Sejarah Hari Ini (21 Desember): Samuel Eto'o Ukir Rekor Pemain Terbaik Afrika

Tepat enam tahun lalu bomber legendaris Kamerun ini mengukir rekor mengagumkan, dengan raih gelar keempat pemain terbaik Afrika.


OLEH    AHMAD REZA HIKMATYAR      Ikuti @rezahikmatyar di twitter


APA MOMEN BERSEJARAH HARI INI?

Afrika merupakan satu teritori di bumi yang mampu hasilkan begitu banyak permata mahal di dunia sepakbola. Anda sebagai pecinta sepakbola sejati tentu tak perlu berpikir keras untuk sebutkan sederet pesepakbola terbaik dari Benua Hitam.
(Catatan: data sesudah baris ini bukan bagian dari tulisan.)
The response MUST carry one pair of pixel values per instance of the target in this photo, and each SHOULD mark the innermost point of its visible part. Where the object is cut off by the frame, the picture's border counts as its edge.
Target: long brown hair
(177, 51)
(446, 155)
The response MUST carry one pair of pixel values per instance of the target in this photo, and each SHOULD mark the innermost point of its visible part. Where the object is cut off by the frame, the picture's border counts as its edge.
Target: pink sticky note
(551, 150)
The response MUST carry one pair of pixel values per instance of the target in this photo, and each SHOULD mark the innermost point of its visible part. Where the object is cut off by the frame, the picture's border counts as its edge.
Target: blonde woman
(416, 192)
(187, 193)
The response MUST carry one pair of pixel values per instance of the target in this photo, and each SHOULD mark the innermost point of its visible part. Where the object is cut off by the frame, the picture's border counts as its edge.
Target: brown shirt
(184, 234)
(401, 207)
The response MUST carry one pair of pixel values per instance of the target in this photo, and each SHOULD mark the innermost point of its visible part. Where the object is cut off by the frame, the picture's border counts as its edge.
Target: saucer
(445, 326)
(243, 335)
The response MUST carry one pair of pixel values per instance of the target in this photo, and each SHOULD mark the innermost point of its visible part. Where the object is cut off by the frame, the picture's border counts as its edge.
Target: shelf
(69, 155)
Karenanya sulit untuk menunjuk satu saja yang terbaik di antara mereka. Meski begitu, nama pesepakbola asal Kamerun, Samuel Eto’o, tampaknya tepat untuk mewakili kebesaran bakat sepakbola yang dimiliki Afrika.
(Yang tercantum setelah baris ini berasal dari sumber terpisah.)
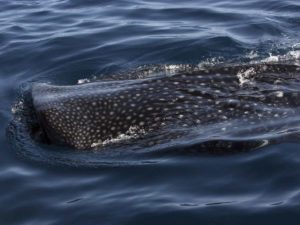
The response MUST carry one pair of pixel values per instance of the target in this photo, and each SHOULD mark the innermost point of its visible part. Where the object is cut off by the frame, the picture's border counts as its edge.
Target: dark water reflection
(64, 41)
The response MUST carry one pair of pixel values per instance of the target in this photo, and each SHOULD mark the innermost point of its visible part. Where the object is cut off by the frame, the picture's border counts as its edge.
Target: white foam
(83, 81)
(293, 55)
(245, 76)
Salah satu bukti paling tegas hadir tepat enam tahun silam, tatkala Eto’o terpilih sebagai pemain terbaik Afrika untuk kali keempat!
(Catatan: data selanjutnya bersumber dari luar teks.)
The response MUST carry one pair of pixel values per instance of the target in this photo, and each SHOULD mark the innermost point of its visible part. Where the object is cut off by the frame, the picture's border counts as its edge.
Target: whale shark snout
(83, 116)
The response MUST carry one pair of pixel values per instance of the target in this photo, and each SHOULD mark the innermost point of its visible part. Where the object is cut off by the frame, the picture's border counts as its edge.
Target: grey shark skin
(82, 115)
SIMAK JUGA: Sejarah Hari Ini 20 Desember 2016

INI MOMEN PENTING KARENA…

Eto’o sudah mencuat di jagat sepakbola dunia, sejak usianya masih 16 tahun. Diakuisisi Real Madrid untuk masuk ke akademinya pada 1997, dirinya kemudian tercatat sebagai pemain termuda di Piala Dunia 1998 bersama timnas Kamerun.

Walau petualangannya di Santiago Bernabeu tak berjalan manis, Eto’o sanggup membintang bersama klub medioker, Real Mallorca. Puncak karier pun diraihnya, tatkala Barcelona memboyongnya di musim panas 2004 lewat banderol €24 juta.

Bersama Blaugrana Eto’o mempersembahkan delapan gelar bergengsi, meliputi Copa del Rey, La Liga Spanyol, sampai Liga Champions. Lima musim mengabdi, sahabat baik Ronaldonho itu jadi mesin gol klub pujaan Catalan lewat torehan 129 gol dari 201 penampilan.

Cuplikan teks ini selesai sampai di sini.